On October 2, 2013, the Company announced that it had received the proceeds from the previously announced sale of the Company’s East Texas properties to Cubic and released the closing documents dated September 30, 2013 from escrow. The Company received $39.2 million in cash proceeds in addition to the $4.7 million cash deposit previously paid by Cubic.

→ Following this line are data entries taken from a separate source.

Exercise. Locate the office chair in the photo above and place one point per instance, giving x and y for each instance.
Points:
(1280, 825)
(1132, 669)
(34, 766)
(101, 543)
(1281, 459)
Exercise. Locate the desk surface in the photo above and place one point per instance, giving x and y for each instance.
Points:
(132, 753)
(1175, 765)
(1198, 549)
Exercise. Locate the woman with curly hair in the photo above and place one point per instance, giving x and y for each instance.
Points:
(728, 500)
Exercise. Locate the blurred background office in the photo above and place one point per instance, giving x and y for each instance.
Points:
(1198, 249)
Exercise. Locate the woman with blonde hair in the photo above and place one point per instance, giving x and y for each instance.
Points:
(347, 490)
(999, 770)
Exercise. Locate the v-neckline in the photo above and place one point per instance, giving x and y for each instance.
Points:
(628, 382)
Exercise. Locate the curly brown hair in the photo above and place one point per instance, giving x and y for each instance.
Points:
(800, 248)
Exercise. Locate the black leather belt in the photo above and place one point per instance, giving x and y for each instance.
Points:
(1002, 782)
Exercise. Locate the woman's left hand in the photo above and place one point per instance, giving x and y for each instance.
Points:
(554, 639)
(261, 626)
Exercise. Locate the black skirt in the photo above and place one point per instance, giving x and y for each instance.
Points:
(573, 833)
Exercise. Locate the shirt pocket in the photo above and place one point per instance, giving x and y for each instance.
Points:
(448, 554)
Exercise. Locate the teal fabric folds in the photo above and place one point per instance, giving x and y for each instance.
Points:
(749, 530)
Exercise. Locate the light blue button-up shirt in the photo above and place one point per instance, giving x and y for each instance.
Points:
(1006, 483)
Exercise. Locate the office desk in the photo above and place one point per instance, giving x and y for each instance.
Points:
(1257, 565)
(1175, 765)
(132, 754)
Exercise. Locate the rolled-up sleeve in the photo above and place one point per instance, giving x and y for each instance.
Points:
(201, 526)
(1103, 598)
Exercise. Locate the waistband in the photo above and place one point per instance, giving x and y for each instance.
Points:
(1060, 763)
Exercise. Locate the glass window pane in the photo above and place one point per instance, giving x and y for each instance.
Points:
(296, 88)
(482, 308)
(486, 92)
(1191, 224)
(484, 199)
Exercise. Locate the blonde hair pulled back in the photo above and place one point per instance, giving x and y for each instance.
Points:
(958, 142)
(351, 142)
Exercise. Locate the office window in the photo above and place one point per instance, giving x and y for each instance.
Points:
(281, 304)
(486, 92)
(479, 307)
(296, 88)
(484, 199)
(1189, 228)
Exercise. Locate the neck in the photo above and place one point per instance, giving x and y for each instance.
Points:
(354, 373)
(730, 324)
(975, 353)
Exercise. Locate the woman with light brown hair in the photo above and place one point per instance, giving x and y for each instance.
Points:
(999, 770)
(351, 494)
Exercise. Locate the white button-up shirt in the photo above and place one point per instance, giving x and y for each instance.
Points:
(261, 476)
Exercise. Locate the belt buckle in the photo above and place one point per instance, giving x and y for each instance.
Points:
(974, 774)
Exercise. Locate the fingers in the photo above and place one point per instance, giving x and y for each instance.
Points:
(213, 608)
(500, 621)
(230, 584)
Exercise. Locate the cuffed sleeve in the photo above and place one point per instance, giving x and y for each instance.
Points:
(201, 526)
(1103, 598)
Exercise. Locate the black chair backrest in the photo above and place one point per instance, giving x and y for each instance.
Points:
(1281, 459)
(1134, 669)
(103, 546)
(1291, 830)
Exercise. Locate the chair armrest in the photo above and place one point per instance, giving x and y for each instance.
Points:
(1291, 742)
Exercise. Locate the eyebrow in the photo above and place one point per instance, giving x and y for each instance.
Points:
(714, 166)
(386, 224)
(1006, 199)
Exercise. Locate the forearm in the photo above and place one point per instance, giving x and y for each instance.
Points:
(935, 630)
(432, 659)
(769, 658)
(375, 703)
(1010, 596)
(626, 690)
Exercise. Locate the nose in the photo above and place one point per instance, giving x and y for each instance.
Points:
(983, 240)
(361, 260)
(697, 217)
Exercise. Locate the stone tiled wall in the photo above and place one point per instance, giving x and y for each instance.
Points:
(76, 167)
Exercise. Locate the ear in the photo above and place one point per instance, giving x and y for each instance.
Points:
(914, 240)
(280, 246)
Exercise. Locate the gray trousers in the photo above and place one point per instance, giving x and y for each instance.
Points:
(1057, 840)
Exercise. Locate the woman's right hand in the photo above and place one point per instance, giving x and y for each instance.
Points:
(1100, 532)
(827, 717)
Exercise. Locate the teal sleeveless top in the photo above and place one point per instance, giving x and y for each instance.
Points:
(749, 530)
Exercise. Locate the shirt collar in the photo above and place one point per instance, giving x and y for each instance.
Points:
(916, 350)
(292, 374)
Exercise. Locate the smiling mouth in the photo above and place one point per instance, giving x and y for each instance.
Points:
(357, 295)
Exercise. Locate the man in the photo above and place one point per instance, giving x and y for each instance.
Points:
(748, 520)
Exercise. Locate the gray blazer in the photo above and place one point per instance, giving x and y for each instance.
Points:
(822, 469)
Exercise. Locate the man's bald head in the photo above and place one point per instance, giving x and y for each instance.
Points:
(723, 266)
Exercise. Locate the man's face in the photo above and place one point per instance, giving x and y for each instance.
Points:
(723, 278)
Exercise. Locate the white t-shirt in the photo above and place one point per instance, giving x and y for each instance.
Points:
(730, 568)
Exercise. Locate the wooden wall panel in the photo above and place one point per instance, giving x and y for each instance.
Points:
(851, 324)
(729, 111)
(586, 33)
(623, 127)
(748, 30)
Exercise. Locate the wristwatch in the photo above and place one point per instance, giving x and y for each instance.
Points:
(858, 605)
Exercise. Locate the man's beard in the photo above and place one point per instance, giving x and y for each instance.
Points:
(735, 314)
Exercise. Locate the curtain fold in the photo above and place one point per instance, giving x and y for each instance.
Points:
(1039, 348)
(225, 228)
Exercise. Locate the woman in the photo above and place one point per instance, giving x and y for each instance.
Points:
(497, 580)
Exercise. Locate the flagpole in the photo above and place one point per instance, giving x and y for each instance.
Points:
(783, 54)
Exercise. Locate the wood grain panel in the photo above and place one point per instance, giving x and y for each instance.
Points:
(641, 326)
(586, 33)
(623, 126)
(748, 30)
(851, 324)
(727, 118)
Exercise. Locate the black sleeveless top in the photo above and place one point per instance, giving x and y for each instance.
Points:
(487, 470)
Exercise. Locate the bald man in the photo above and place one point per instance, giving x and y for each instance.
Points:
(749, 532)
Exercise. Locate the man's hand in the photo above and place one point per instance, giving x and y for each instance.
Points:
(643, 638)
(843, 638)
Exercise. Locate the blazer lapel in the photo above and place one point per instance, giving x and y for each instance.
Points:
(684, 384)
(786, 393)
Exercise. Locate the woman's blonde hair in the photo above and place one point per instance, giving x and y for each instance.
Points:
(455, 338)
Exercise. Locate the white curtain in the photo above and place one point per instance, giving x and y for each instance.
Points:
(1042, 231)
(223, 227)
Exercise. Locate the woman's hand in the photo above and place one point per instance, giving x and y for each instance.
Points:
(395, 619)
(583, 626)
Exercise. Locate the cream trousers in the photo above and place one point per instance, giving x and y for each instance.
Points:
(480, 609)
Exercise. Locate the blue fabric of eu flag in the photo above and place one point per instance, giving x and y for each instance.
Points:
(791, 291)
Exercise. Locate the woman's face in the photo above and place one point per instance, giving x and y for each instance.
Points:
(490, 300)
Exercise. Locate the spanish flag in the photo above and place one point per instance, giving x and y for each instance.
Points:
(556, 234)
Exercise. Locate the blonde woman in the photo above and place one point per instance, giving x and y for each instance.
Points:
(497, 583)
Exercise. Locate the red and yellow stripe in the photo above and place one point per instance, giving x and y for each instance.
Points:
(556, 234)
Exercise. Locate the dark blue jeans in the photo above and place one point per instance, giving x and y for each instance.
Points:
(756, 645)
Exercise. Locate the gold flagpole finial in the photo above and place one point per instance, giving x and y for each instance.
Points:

A copy of the Company’s press release, dated October 2, 2013, is furnished herewith as Exhibit 99.2 and is incorporated herein by reference.

On October 4, 2013, the Company announced that Gastar USA, a wholly-owned subsidiary of the Company, has declared a monthly cash dividend on its 8.625% Series A Preferred Stock for October 2013. A copy of the Company's press release, dated October 4, 2013, is furnished herewith as Exhibit 99.3 and is incorporated herein by reference.

In accordance with General Instruction B.2 of Form 8-K, the information presented herein under Item 7.01 and set forth in the attached Exhibit 99.1, Exhibit 99.2 and Exhibit 99.3 are deemed to be “furnished” solely pursuant to Item 7.01 of this report and shall not be deemed “filed” for purposes of Section 18 of the Exchange Act, or otherwise subject to the liabilities of that section, nor shall such information or the exhibit be deemed incorporated by reference into any filing under the Securities Act of 1933, as amended, or the Exchange Act.


SECTION 9 – FINANCIAL STATEMENTS AND EXHIBITS

Item 9.01 Financial Statements and Exhibits

(d) Exhibits

The following is a list of exhibits furnished as part of this Form 8-K:

Exhibit No.        Description of Document    

2.1
Cubic Letter Agreement, dated as of September 30, 2013, by and among Gastar Exploration Texas, LP, Gastar Exploration USA, Inc. and Cubic Energy, Inc.
99.1
Press release dated October 1, 2013.
99.2
Press release dated October 2, 2013.
99.3
Press release dated October 4, 2013.

    



SIGNATURES

Pursuant to the requirements of the Exchange Act, the registrant has duly caused this report to be signed on its behalf by the undersigned hereunto duly authorized.



Date: October 4, 2013
GASTAR EXPLORATION LTD.
 
 
 
 
 
By:
/s/ J. Russell Porter
 
 
J. Russell Porter
 
 
 
President and Chief Executive Officer
 
 
 
 
 
GASTAR EXPLORATION USA, INC.
 
 
 
 
 
By:
/s/ J. Russell Porter
 
 
J. Russell Porter
 
 
 
President


    



EXHIBIT INDEX

Exhibit No.        Description of Document    

2.1
Cubic Letter Agreement, dated as of September 30, 2013, by and among Gastar Exploration Texas, LP, Gastar Exploration USA, Inc. and Cubic Energy, Inc.
99.1
Press release dated October 1, 2013.
99.2
Press release dated October 2, 2013.
99.3
Press release dated October 4, 2013.